Ignorando o aviso, Jason observou enquanto Khalid contornava a besta morta, deixando uma boa distância entre si e a carcaça. Linda seguiu-o, puxando Jason consigo. Enquanto contornavam o seu corpo, a causa de morte tornou-se visível. O seu estômago fora rebentado por uma granada ou outro explosivo. Pedaços de metal e intestinos estavam espalhados pelo chão em várias direções. Jason engoliu em seco, lutando com o desejo de vomitar. Não sabia o que era pior, se a imagem se o cheiro.
Enquanto se apressavam a contornar a besta malcheirosa, Linda arquejou e virou o rosto de Jason contra o peito. Mas não antes de ele ter tido um vislumbre do tronco decapitado de um dos elementos da base, ainda preso nas suas mandíbulas mortais. Desta feita, não tentou lutar para se libertar.
Depois de terem passado os restos mortais, Linda libertou-o, dando-lhe uma palmadinha nas costas. Viu que Khalid parara mais à frente, visivelmente abalado, o rosto pálido.
Linda avançou para ele.
— Não quero que o Jason veja mais disto.
Khalid até acenou com a cabeça.
— Estamos quase onde preciso de ir.
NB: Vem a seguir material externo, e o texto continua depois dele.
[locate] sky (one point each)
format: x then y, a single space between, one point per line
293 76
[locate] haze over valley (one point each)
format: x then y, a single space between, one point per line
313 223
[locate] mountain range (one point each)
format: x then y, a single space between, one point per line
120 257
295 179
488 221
É por aqui. — Virou-se e guiou-os. — Avancem em silêncio.
Indicando o caminho, Khalid avançou entre dois edifícios de madeira caídos. Enquanto o seguiam, Jason reparou nas pernas de um soldado, cujas botas emergiam de baixo de uma pilha de traves de madeira e vidro. Afastou o olhar.
A base estava silenciosa à volta deles, os seus passos o único som.
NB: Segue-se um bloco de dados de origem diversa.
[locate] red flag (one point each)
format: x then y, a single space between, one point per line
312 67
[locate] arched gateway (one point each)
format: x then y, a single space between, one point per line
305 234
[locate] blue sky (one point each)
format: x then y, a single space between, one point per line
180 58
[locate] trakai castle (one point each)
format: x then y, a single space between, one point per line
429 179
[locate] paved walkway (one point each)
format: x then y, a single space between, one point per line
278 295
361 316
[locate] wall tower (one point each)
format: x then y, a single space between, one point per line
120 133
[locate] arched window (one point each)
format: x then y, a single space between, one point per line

Khalid parou por um momento, olhando de relance à sua volta, como que para se orientar, depois avançou para norte pelo limite da base. Em menos de um minuto tinham alcançado um dos pilares naturais com um metro de espessura que ligavam o teto distante ao chão.
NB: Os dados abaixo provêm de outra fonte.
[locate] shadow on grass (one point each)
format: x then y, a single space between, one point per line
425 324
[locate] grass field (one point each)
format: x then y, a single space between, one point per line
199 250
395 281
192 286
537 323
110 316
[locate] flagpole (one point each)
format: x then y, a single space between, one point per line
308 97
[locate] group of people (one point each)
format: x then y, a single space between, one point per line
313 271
Khalid tirou a mochila das costas e abriu-a. Retirou o rolo de corda de escalada e atirou-a a Linda.
— Prende o rapaz aqui.
— O quê? — Linda largou a corda, recusando-se.
— Ele tem três minutos no seu cronómetro. Reiniciá-lo-ei depois de estar preso.
— Mas porque…?
— Estás a ficar sem tempo. Fá-lo!
Linda olhou de relance para o cronómetro de Jason, depois curvou-se e pegou na corda.
— Lamento — disse, enquanto encostava as costas dele à coluna de pedra.
— Prende-lhe as mãos atrás das costas primeiro.
Jason viu a expressão preocupada nos olhos de Linda enquanto esta envolvia os seus pulsos com a corda. Percebeu que estava prestes a chorar. Aquilo incomodava mais Jason do que o facto de estar preso.
— Está tudo bem — sussurrou-lhe.
Linda prendeu a cintura dele à coluna com a corda.
— Deixa-o bem preso. Perderás segundos preciosos se tiveres de refazer tudo.
Linda puxou a corda e deu um nó rápido.
— Acabei. — Linda sentou-se, de cabeça caída. — Pronto — disse, a raiva aguçando-lhe a voz. — Agora reinicia o cronómetro!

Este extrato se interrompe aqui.